A report released by the global credit rating agency, said that most financial institutions in the region were able to weather the global financial crisis and the European sovereign debt crisis, and a similar outcome is anticipated from the SVB failure, which is considered to be a much smaller contagion event.
S&P Global’s key banking sector analysis reveals that the Philippines has a “stable” assessment in terms of economic risk trend and industry risk trend. The country’s ability to handle system risks under S&P’s “Banking Industry Country Risk Assessment” report remains at level “5”, a classification that is deemed satisfactory by the Bangko Sentral ng Pilipinas (BSP).
The Philippines exhibits “very high” economic resilience risk and “high” credit risk in the economy, but it also boasts a “low” risk of economic imbalances, according to S&P Global’s economic risk review.
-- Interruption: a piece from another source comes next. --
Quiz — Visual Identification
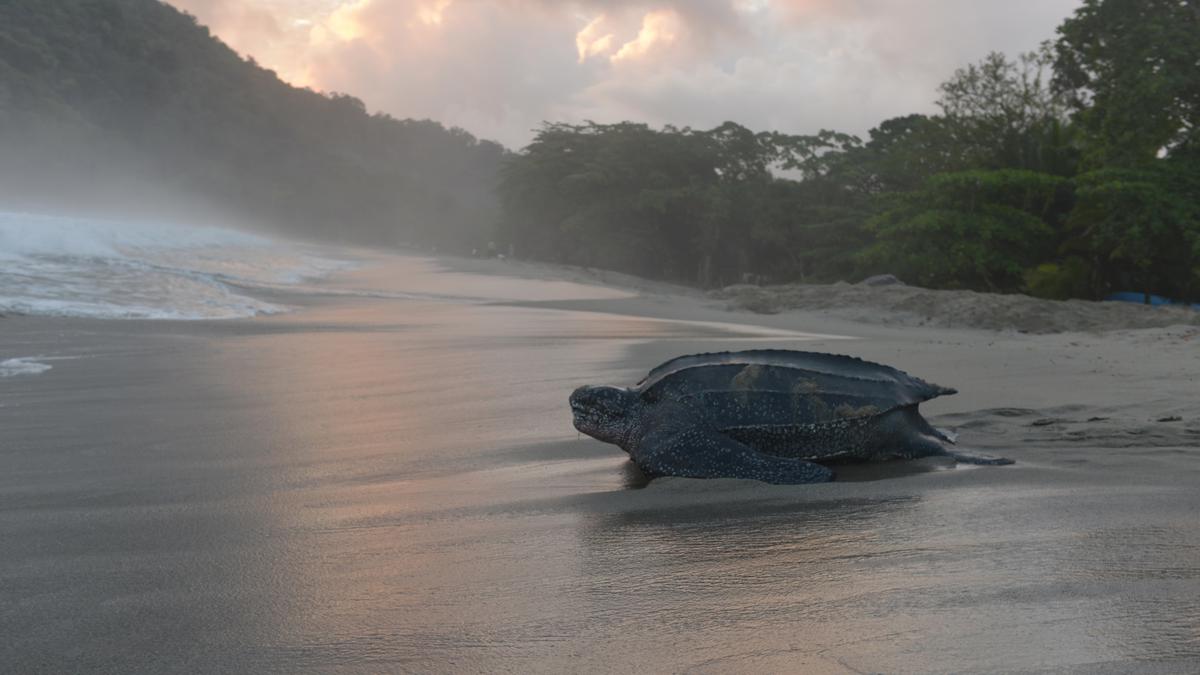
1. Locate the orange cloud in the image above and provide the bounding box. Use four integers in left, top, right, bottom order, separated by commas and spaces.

In terms of industry risk, the Philippines faces “high” institutional framework risk, while the risk for competitive dynamics and system-wide funding is assessed as “intermediate” risk factors.
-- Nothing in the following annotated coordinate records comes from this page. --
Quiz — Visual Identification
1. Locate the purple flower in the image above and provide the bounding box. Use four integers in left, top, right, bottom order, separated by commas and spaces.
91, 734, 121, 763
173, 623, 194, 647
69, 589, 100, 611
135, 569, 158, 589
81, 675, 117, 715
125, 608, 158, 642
S&P analysts have observed that Philippine banks mostly hold investment securities issued by the government, with approximately one-third of their books being domestic bonds.
In contrast, SVB has 40 percent to 55 percent of its balance sheets invested in available-for-sale and held-to-maturity portfolios.
Philippine banks divested some of their investment securities before 2022, resulting in decreased holdings.
On average, investment securities comprise about 15 percent to 20 percent of local banks’ books.